I'm planning to spend some time experimenting with AOP.  I'm wondering if a
de facto AOP framwork is emerging.  Right now, I'm looking at AspectJ and
Spring, there are probably others as well.  So, I'm looking for an opinion
on which framework to use based on:

- What's the standard


Standard? There is no standard -- at least not yet. At this stage, you'll probably have to use popularity as a criterion instead. I believe that AspectJ is the most established AOP framework presently. An up 'n' coming one, though, is dynaop (https://dynaop.dev.java.net/). It's gaining a lot of "mindshare," or whatever the trendy word for people having heard of a product is.

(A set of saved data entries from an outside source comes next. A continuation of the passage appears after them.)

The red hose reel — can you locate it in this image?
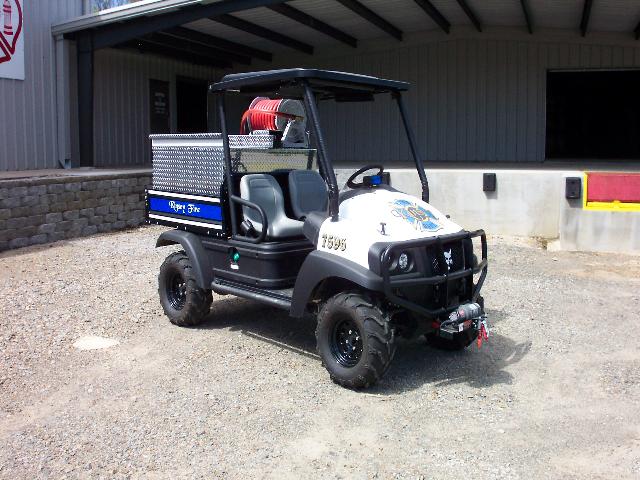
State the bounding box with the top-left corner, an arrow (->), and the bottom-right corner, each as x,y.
240,97 -> 305,135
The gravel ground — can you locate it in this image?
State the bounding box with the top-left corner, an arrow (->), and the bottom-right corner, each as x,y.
1,226 -> 639,479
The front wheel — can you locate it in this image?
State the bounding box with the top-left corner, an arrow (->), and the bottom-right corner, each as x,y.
316,292 -> 396,389
158,251 -> 212,327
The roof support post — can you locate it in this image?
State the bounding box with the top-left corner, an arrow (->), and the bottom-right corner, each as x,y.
77,32 -> 94,168
520,0 -> 533,34
635,20 -> 640,40
217,93 -> 239,237
580,0 -> 593,37
302,82 -> 339,220
414,0 -> 450,34
393,92 -> 429,203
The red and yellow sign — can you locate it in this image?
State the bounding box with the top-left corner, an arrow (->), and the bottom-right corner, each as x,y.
583,172 -> 640,212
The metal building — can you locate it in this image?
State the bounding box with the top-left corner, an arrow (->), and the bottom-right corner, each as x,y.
0,1 -> 639,253
0,1 -> 638,171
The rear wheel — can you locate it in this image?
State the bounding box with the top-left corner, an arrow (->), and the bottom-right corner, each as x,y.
316,292 -> 395,389
158,251 -> 212,327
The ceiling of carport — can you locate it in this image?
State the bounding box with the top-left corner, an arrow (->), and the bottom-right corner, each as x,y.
180,0 -> 640,56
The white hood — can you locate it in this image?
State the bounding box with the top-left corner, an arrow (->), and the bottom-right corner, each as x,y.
317,189 -> 463,269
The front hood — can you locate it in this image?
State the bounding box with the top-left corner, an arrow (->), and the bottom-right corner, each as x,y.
339,189 -> 462,240
316,189 -> 463,269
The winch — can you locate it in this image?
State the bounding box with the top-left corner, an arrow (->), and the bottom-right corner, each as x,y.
438,302 -> 489,345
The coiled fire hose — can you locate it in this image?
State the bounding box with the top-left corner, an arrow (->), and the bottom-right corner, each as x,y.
240,98 -> 304,134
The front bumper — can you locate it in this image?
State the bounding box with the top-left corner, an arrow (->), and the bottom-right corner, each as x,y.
378,230 -> 488,318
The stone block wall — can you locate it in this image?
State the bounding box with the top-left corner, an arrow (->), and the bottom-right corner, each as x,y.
0,172 -> 152,252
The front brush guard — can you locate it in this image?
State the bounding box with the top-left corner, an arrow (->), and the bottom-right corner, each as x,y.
380,230 -> 488,318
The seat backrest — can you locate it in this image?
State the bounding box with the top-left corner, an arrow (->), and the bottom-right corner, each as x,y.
288,170 -> 328,219
240,173 -> 303,238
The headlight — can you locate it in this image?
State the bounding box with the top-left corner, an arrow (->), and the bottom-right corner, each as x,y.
380,250 -> 414,274
398,252 -> 409,271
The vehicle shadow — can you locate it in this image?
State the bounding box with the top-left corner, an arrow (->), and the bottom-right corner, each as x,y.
373,309 -> 531,394
196,298 -> 530,394
195,296 -> 319,360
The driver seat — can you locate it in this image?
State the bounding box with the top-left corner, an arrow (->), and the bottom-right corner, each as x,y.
240,174 -> 303,239
288,170 -> 328,219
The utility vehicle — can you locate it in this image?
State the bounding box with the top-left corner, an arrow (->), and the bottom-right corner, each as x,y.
147,69 -> 488,389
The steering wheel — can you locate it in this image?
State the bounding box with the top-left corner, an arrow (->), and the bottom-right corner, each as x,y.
346,164 -> 385,189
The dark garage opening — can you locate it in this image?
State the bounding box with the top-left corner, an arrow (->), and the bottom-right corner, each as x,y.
176,77 -> 208,134
546,70 -> 640,160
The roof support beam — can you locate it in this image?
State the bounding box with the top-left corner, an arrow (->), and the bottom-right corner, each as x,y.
163,26 -> 273,62
211,14 -> 314,55
455,0 -> 482,33
580,0 -> 593,37
520,0 -> 533,34
268,3 -> 357,47
413,0 -> 450,34
334,0 -> 403,41
87,0 -> 291,50
117,39 -> 232,68
147,32 -> 251,64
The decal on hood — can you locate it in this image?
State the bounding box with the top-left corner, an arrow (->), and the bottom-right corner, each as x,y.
390,199 -> 443,232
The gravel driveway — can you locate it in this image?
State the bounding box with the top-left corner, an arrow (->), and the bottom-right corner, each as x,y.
1,227 -> 639,479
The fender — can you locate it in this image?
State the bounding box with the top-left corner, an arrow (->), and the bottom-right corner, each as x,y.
156,230 -> 212,289
290,250 -> 384,317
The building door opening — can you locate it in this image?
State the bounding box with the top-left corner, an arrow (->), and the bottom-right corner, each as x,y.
176,76 -> 208,134
546,70 -> 640,160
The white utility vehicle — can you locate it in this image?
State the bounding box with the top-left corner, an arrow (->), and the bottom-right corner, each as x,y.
147,69 -> 488,388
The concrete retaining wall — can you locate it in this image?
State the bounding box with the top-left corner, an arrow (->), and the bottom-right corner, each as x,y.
2,167 -> 637,254
0,172 -> 151,252
559,202 -> 640,253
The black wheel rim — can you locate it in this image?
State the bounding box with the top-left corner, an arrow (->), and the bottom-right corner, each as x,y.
166,271 -> 187,310
330,318 -> 363,368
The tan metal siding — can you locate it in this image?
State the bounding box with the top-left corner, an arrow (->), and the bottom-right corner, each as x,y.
0,0 -> 81,171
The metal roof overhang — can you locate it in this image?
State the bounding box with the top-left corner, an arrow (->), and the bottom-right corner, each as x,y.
53,0 -> 640,168
53,0 -> 294,50
52,0 -> 208,37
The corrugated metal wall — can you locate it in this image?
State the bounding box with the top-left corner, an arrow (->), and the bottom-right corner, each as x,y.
4,11 -> 640,172
0,0 -> 81,171
93,48 -> 221,167
88,34 -> 640,166
300,35 -> 640,164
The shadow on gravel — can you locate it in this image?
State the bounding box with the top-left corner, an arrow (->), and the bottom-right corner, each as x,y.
195,297 -> 319,360
196,300 -> 530,394
373,309 -> 532,394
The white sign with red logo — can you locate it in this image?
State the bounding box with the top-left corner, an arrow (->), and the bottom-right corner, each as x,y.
0,0 -> 23,80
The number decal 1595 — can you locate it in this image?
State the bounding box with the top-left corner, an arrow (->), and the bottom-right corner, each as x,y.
321,234 -> 347,251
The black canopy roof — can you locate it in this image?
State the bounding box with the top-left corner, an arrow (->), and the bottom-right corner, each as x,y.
209,68 -> 409,99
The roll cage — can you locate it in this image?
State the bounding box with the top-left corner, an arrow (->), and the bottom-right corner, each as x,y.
208,68 -> 430,242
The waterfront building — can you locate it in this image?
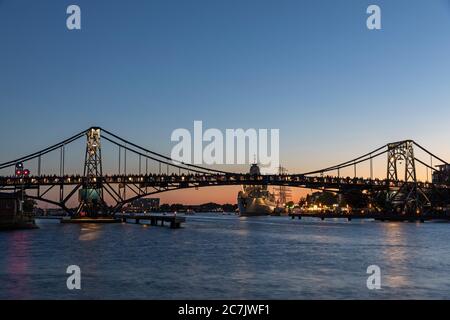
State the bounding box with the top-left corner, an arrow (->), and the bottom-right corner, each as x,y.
125,198 -> 160,213
0,192 -> 37,230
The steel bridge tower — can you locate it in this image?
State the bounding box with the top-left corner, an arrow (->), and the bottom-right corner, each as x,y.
387,140 -> 430,214
76,127 -> 107,217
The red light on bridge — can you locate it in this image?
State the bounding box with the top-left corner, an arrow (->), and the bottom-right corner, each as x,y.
15,169 -> 22,176
23,169 -> 30,176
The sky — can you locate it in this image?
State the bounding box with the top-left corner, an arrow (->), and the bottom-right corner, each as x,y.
1,0 -> 450,205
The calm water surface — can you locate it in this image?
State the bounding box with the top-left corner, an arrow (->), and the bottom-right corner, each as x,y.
1,214 -> 450,299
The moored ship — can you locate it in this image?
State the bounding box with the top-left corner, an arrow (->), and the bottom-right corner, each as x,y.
271,166 -> 293,216
237,163 -> 276,216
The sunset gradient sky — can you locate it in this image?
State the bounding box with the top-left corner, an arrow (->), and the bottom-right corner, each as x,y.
1,0 -> 450,205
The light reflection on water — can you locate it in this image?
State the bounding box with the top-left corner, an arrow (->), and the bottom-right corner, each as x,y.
380,223 -> 411,288
1,214 -> 450,299
79,225 -> 102,241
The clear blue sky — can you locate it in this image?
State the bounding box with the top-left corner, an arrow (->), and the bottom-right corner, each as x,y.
1,0 -> 450,181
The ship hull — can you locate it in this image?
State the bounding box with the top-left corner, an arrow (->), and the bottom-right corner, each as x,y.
240,211 -> 270,217
238,197 -> 275,217
237,163 -> 276,217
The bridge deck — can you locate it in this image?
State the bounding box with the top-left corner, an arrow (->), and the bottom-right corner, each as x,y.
0,174 -> 444,191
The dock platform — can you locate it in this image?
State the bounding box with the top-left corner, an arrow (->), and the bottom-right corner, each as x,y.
288,213 -> 450,222
117,213 -> 186,228
60,217 -> 121,224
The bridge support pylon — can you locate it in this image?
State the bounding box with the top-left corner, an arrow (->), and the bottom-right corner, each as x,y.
75,127 -> 108,217
386,140 -> 430,215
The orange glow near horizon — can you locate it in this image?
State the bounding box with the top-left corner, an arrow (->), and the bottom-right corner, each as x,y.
156,185 -> 311,205
35,184 -> 312,208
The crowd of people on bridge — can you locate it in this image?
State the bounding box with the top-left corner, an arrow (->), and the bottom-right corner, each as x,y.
0,172 -> 433,188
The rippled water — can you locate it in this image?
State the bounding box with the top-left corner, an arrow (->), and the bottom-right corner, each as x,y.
1,214 -> 450,299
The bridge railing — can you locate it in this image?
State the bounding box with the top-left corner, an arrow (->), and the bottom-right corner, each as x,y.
0,173 -> 444,190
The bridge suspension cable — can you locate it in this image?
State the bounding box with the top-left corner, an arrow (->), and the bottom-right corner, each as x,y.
300,139 -> 449,177
101,135 -> 222,175
101,128 -> 232,175
415,157 -> 436,171
1,127 -> 447,182
300,144 -> 389,176
0,129 -> 87,170
413,141 -> 448,167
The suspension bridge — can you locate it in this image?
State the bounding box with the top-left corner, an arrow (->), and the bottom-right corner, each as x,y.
0,127 -> 449,220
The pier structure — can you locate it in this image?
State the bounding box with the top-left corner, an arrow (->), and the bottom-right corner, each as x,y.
117,213 -> 185,228
288,212 -> 450,223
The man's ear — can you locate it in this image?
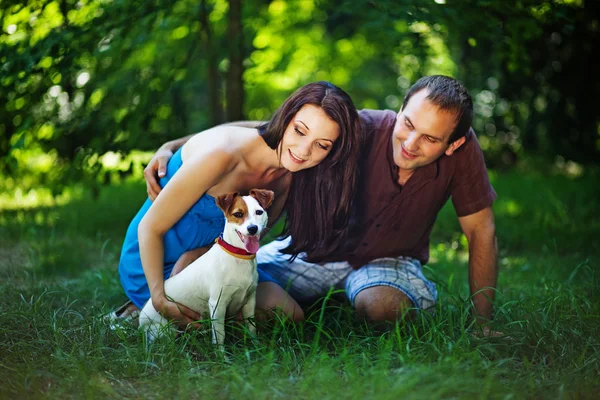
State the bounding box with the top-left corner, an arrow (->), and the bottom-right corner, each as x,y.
216,192 -> 239,213
249,189 -> 275,209
445,135 -> 466,156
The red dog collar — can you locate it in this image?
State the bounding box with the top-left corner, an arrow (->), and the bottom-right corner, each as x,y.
215,235 -> 256,260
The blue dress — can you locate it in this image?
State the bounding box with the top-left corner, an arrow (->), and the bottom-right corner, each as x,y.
118,148 -> 274,309
118,149 -> 224,308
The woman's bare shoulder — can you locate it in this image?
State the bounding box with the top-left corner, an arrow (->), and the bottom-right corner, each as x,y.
181,126 -> 257,161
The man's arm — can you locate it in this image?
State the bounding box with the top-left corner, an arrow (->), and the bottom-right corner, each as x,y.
144,135 -> 194,199
458,206 -> 498,329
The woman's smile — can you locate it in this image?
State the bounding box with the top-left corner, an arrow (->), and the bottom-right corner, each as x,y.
288,149 -> 307,164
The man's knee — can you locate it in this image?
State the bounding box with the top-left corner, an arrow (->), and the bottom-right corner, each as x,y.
354,286 -> 415,322
256,282 -> 305,323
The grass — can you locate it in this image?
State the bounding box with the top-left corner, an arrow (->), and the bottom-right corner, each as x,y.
0,163 -> 599,399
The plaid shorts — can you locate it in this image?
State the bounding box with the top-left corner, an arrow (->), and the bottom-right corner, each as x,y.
257,238 -> 438,311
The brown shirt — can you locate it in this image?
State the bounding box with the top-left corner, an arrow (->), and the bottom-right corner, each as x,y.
327,109 -> 497,267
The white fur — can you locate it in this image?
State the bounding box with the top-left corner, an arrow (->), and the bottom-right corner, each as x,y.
139,195 -> 269,347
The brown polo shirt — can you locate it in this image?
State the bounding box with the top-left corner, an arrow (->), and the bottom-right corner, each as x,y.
327,109 -> 496,267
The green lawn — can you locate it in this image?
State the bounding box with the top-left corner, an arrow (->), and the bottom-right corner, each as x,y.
1,164 -> 598,399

- Which one is the most newbie friendly - available documentation and
tutorials


As for documentation and tutorials, I don't really know. I think most all of them have "good enough" documentation to get one started. I think the main problem is getting into the AOP mindset, since it's quite different from the "plain" OO mindset. (I certainly haven't gotten there yet.) As far as I can tell, most of the frameworks have comparable feature sets (with minor differences), although they implement those features in different ways. I kinda like dynaop's approach: they use JSR-175-style metadata comments in regular Java code to implement aspects. This means that you can use your existing tools and augment them if desired with aspect-related functionality. That sounds like a fun AOP project, actually. :)

- Eclipse plug-in support


AspectJ now lives under the Eclipse umbrella, so they probably have the best (most integrated) Eclipse support.

- Hibernate support


Not sure what you want here. Hibernate is an existing library; how would aspects "support" hibernate, except for in the generic sense that they would support any type of library?

- Most active development community


Not sure on this one either. AspectJ is probably the biggest, most established project. However, this may be because some of the other projects achieve the same functionality in much less code.